From community programs to garage sales and thrift stores, the second hand economy no longer serves only to support struggling families. According to Kijiji’s latest Second-Hand Economy Index, nearly 70% of Canadians have bought or sold second-hand goods.
The report identifies the highest intensity users or “heavy” second-hand consumer represented by households with an income of more than $160,000 and those with a considerable amount of money to save each month. They have a secret they’re not telling you- buying second perpetuates a higher standard of living.
If you’re not already taking advantage of the second-hand economy, here’s why you should be.
The Price is Right
There’s a clear cost advantage to buying second hand over buying new. The study found that Canadians saved an average of $480 annually when buying used. The deals are just waiting to be found in this second-hand economy.
We had been eyeing the Stokke Tripp Trapp for our little one to join us at the dinner table but couldn’t justify an insane MSRP of $329+tax. With a little patience, we ended up picking one up on Kijiji for $150. It was in such good shape that it was indistinguishable from one brand new. At over 50% off (don’t forget the taxes), it was a no brainer.
Simplify your life.
One man’s “trash” is another man’s treasure- as the saying goes. The study found that Canadians earn an average of $883 from personal items sold, with 70% motivated by the practical aspiration to get rid of things no longer in use. Last year, I made $730 off stuff we didn’t need. In the last week alone, I sold an old board game and a PS3 title from 2013 for a cool $50. Treasure, indeed.
When you have to buy new
Beyond the saving and earning potential, selling used can help to subsidize the cost of new purchases. I sold our entry level DSLR for an upgraded model with HD video when older brother was born. When little sister came along, we sold the zoom lens and replaced it with one capable of better low light performance. Leveraging existing items will serve to reduce the cost of upgrading.
Why we buy second hand
A substantial portion of our purchases are made second hand but not because we can’t afford to buy new. We simply can’t justify the paying the full Manufacturer Suggested Retail Price. We weigh the underlying value of new products against their contribution to improving our livelihood. If the value of a new product falls short of its impact on our well-being, we’ll look around and buy used instead.

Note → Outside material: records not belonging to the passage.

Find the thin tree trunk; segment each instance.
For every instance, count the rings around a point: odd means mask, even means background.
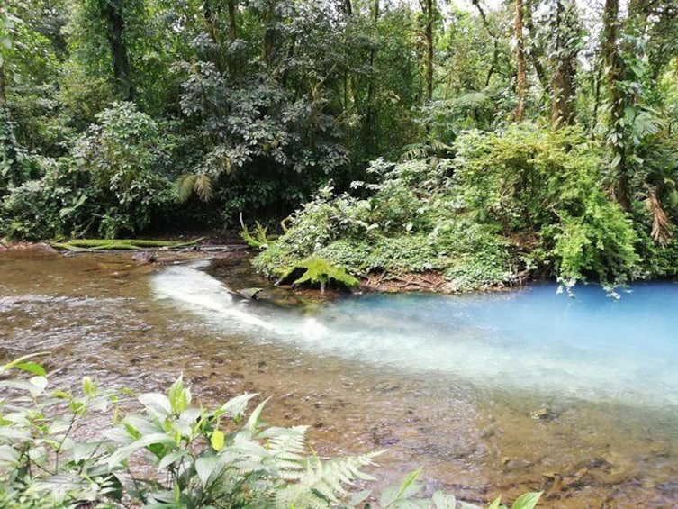
[[[535,38],[535,25],[532,20],[532,5],[529,2],[523,5],[523,17],[525,22],[525,28],[528,29],[530,34],[532,34],[532,42],[530,43],[530,51],[529,53],[529,61],[532,63],[532,67],[535,68],[537,78],[539,80],[539,85],[543,90],[548,90],[548,77],[547,77],[547,71],[544,69],[544,66],[541,63],[540,59],[544,56],[544,48],[537,46],[534,42]]]
[[[618,161],[615,170],[617,177],[614,195],[617,202],[625,210],[630,210],[628,174],[626,164],[626,147],[623,140],[623,128],[620,120],[624,115],[624,94],[617,86],[623,74],[623,62],[619,58],[617,48],[619,30],[619,0],[605,0],[602,15],[603,46],[602,54],[607,70],[606,81],[608,95],[610,97],[610,126],[609,130],[614,135],[612,150]]]
[[[528,94],[527,66],[525,64],[525,44],[522,35],[523,14],[522,0],[515,0],[516,15],[514,28],[516,34],[516,63],[518,76],[516,79],[516,92],[518,93],[518,105],[516,106],[516,122],[522,122],[525,116],[525,98]]]
[[[7,85],[5,80],[5,65],[0,65],[0,108],[7,104]]]
[[[380,0],[375,0],[372,5],[372,23],[374,23],[375,31],[376,32],[377,23],[379,23],[379,16],[381,15],[381,5]],[[373,45],[369,52],[369,67],[374,70],[375,59],[376,59],[376,45]],[[366,140],[366,149],[369,155],[376,153],[379,145],[379,125],[377,121],[377,114],[375,108],[375,78],[374,76],[369,77],[367,82],[367,105],[365,112],[365,132]]]
[[[566,25],[569,23],[572,23],[572,16],[567,15],[563,0],[556,0],[556,49],[560,58],[554,62],[554,72],[551,76],[551,126],[554,129],[570,125],[574,121],[576,49],[573,47],[573,41],[567,36],[570,27]]]
[[[435,0],[420,0],[421,12],[426,20],[424,26],[424,39],[426,40],[426,98],[433,98],[433,22],[435,16]]]
[[[480,1],[471,0],[471,3],[478,10],[480,18],[483,20],[483,26],[485,27],[487,33],[490,35],[490,37],[492,37],[493,40],[492,63],[490,64],[490,68],[487,69],[487,76],[485,77],[485,88],[487,88],[490,86],[490,81],[492,80],[492,77],[497,68],[497,62],[499,61],[499,38],[490,26],[490,22],[487,21],[487,15],[485,15],[485,12],[483,9],[483,6],[480,5]]]
[[[236,0],[229,0],[229,37],[231,41],[238,39],[238,20],[236,19]]]
[[[131,83],[131,68],[125,44],[125,20],[122,17],[121,0],[108,0],[104,7],[104,17],[108,24],[108,44],[111,47],[113,77],[118,95],[125,101],[134,98]]]

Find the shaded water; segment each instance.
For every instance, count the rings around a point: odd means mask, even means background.
[[[232,296],[185,265],[0,253],[0,355],[53,352],[57,378],[273,399],[321,453],[388,448],[393,481],[469,500],[549,492],[547,507],[678,501],[678,287],[615,302],[552,286],[491,295],[367,295],[303,309]]]

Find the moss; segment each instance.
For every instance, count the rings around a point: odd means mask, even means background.
[[[360,286],[360,281],[343,268],[330,265],[321,258],[310,258],[285,270],[278,284],[285,283],[292,283],[293,286],[319,285],[321,292],[325,291],[328,284],[345,288]]]

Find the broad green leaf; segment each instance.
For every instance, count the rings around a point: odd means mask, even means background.
[[[212,437],[210,437],[210,443],[212,444],[212,447],[214,449],[214,450],[221,450],[223,449],[225,441],[226,441],[223,432],[220,430],[214,430],[214,432],[212,433]]]
[[[134,441],[130,445],[121,447],[119,450],[113,452],[108,459],[106,464],[108,465],[109,468],[117,467],[140,449],[144,449],[154,444],[161,444],[173,447],[175,445],[175,441],[172,437],[165,433],[151,433],[149,435],[144,435],[139,440]]]
[[[45,368],[37,362],[22,362],[20,364],[16,364],[14,368],[23,369],[23,371],[28,371],[29,373],[32,373],[33,375],[38,375],[39,377],[47,376]]]
[[[184,386],[184,377],[181,376],[169,387],[167,393],[169,404],[174,414],[181,414],[191,403],[191,391]]]
[[[256,395],[258,395],[256,393],[246,393],[240,395],[237,395],[234,398],[230,399],[229,401],[224,403],[220,410],[231,419],[238,420],[245,414],[249,400]]]
[[[186,456],[187,453],[185,450],[176,450],[174,452],[170,452],[169,454],[165,455],[162,459],[160,459],[159,463],[158,463],[158,471],[160,472],[172,465],[173,463],[176,463],[185,456]]]
[[[221,475],[222,468],[217,456],[204,456],[195,460],[195,472],[203,487],[207,487],[212,479]]]
[[[8,371],[9,369],[12,369],[13,368],[16,368],[17,365],[19,365],[19,364],[23,364],[24,360],[27,360],[29,359],[32,359],[33,357],[38,357],[40,355],[47,355],[47,353],[48,352],[46,352],[46,351],[39,351],[39,352],[36,352],[36,353],[30,353],[28,355],[23,355],[23,356],[22,356],[22,357],[20,357],[18,359],[15,359],[12,362],[8,362],[7,364],[5,364],[2,368],[0,368],[0,373],[3,372],[3,371]]]
[[[140,395],[138,399],[151,415],[159,418],[166,418],[172,414],[172,404],[165,395],[146,393]]]

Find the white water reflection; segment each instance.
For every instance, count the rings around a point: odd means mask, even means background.
[[[167,268],[152,284],[158,297],[256,341],[489,388],[678,404],[678,285],[637,285],[619,301],[598,287],[573,299],[547,285],[482,295],[368,295],[304,314],[234,297],[194,266]]]

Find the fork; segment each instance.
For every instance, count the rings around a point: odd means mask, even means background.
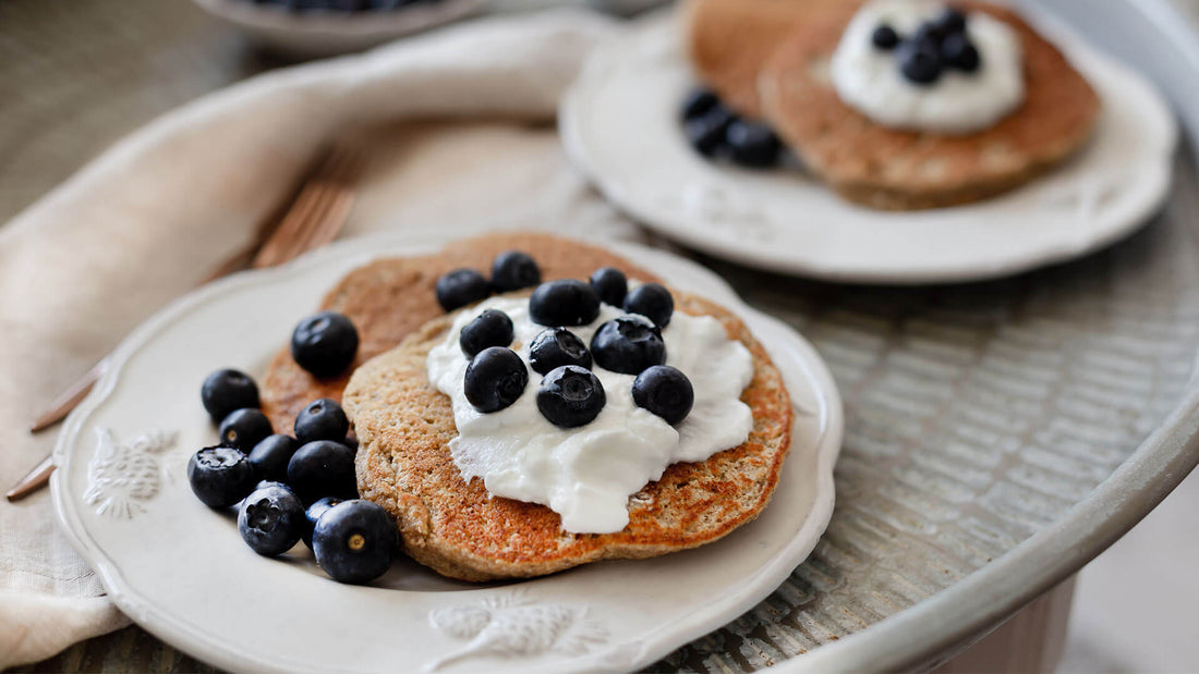
[[[354,205],[354,183],[361,175],[363,152],[357,146],[335,146],[323,152],[321,159],[306,175],[285,213],[269,219],[267,225],[259,229],[249,244],[225,259],[199,286],[247,267],[261,269],[282,265],[337,238]],[[108,363],[109,357],[104,357],[59,394],[50,407],[34,421],[30,432],[40,432],[61,421],[91,391],[108,369]],[[49,482],[53,472],[53,459],[47,456],[13,485],[5,497],[16,502],[36,492]]]

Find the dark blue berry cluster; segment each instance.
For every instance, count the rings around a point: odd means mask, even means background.
[[[258,385],[245,372],[212,372],[200,400],[221,424],[221,444],[192,456],[187,479],[205,505],[237,505],[246,545],[277,557],[303,540],[320,567],[343,583],[366,583],[391,566],[396,523],[382,506],[357,498],[357,442],[337,401],[309,402],[289,436],[272,432],[258,409]]]
[[[682,132],[704,157],[727,158],[748,169],[775,166],[783,154],[783,144],[769,126],[737,116],[706,89],[683,98]]]
[[[620,306],[627,315],[600,326],[588,345],[570,328],[594,322],[601,303]],[[664,365],[662,328],[674,315],[674,298],[662,285],[641,284],[629,291],[620,269],[604,267],[589,283],[560,279],[538,285],[529,298],[529,315],[546,329],[529,344],[528,365],[510,348],[512,320],[502,311],[488,309],[459,333],[458,344],[470,359],[463,393],[480,412],[499,412],[519,400],[531,369],[542,376],[536,402],[549,423],[562,429],[590,424],[607,403],[603,384],[591,371],[596,365],[637,375],[637,405],[670,424],[691,412],[691,382]]]
[[[978,48],[966,32],[965,14],[952,7],[906,37],[881,24],[874,29],[872,41],[876,49],[896,53],[899,72],[912,84],[928,86],[946,69],[974,73],[982,66]]]

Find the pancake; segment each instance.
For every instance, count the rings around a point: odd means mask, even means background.
[[[1053,44],[1011,10],[956,2],[1008,24],[1024,51],[1026,97],[995,126],[940,135],[879,126],[842,103],[829,61],[857,4],[796,2],[802,14],[757,80],[766,119],[805,165],[851,201],[912,210],[977,201],[1064,162],[1090,138],[1095,91]]]
[[[790,449],[790,397],[770,357],[736,316],[671,292],[676,311],[715,316],[753,356],[754,376],[741,395],[753,412],[753,430],[745,443],[706,461],[669,466],[629,498],[629,523],[619,533],[564,532],[549,508],[492,498],[482,479],[463,480],[448,448],[457,436],[450,399],[426,371],[429,350],[445,339],[456,314],[429,322],[359,368],[343,400],[360,442],[359,493],[397,518],[404,551],[453,578],[519,578],[692,548],[757,517]]]
[[[259,388],[263,413],[276,432],[290,432],[296,414],[313,400],[339,401],[354,368],[444,316],[433,291],[438,277],[459,267],[475,268],[489,277],[492,260],[512,249],[532,255],[543,280],[588,278],[600,267],[616,267],[629,277],[659,280],[603,248],[534,232],[492,233],[454,242],[436,255],[370,262],[342,279],[319,308],[345,314],[359,330],[359,353],[345,374],[326,379],[314,377],[296,364],[288,346],[271,360]]]

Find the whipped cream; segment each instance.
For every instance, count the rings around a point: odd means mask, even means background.
[[[458,437],[450,453],[463,479],[482,478],[492,496],[540,503],[562,516],[572,533],[611,533],[628,524],[628,497],[662,476],[677,461],[703,461],[749,437],[753,413],[741,391],[753,378],[753,358],[711,316],[676,311],[662,330],[667,365],[691,379],[695,403],[691,414],[671,426],[633,402],[633,375],[596,365],[607,403],[594,421],[559,429],[537,409],[542,376],[529,370],[520,397],[499,412],[475,409],[463,393],[468,359],[458,346],[462,328],[486,309],[512,318],[511,348],[529,366],[529,344],[546,329],[529,318],[528,298],[493,297],[457,317],[426,362],[429,381],[453,402]],[[605,321],[623,316],[603,304],[588,326],[568,328],[584,344]]]
[[[874,0],[850,20],[832,55],[833,89],[842,102],[878,125],[944,134],[992,127],[1024,102],[1024,57],[1019,36],[984,12],[966,14],[966,34],[982,66],[964,73],[946,68],[932,85],[909,81],[896,50],[874,47],[879,24],[909,36],[945,10],[934,0]]]

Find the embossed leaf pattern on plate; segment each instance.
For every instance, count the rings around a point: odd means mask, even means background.
[[[175,445],[175,432],[149,431],[120,444],[110,429],[96,429],[96,453],[88,462],[83,498],[97,515],[132,520],[144,502],[158,496],[165,470],[163,454]]]
[[[582,655],[608,640],[608,630],[588,614],[586,607],[535,602],[523,593],[438,608],[429,613],[429,624],[470,643],[433,661],[428,670],[482,656]]]

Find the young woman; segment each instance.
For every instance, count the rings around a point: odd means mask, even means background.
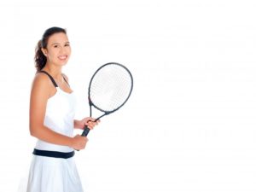
[[[35,75],[30,100],[30,133],[37,137],[27,192],[82,192],[73,160],[74,149],[84,149],[87,137],[73,136],[73,129],[98,122],[74,119],[75,97],[61,73],[71,54],[65,29],[47,29],[36,49]]]

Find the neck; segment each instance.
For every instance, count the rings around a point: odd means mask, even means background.
[[[56,67],[55,65],[50,65],[49,63],[46,63],[43,70],[48,72],[54,79],[62,79],[61,68],[62,68],[61,67]]]

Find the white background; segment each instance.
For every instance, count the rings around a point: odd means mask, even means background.
[[[134,76],[129,102],[76,154],[87,191],[256,191],[255,10],[255,1],[1,1],[0,191],[26,184],[34,48],[53,26],[71,42],[63,70],[78,119],[98,67],[120,62]]]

Our children grow like weeds. We often find ourselves dressing them in ¾ length shirts and capris. At the rate they outgrow their clothes, it doesn’t make much sense to keep buying them new – especially when a new pair of jeans can run upwards of $40. Mud, stains and an afternoon at the park can make short work of any outfit. Buying used at a cost of anywhere between $2-5 per item, borrowing or taking advantage of hand-me-downs keeps more money in our pocket.
The Last Word
It seems a little counter-intuitive, but the Kijiji’s Second Hand Economy index shows buying second hand perpetuates a better standard of living. An average $480 saved paired with $883 sold, adds up to over $1200 in accumulated wealth that can be used either to soften the burden of new purchases or be put to better use elsewhere. Buying used no longer carries the same low income stigma it might have once provoked. Second hand purchases are a fundamental stepping stone towards building lasting wealth and stability.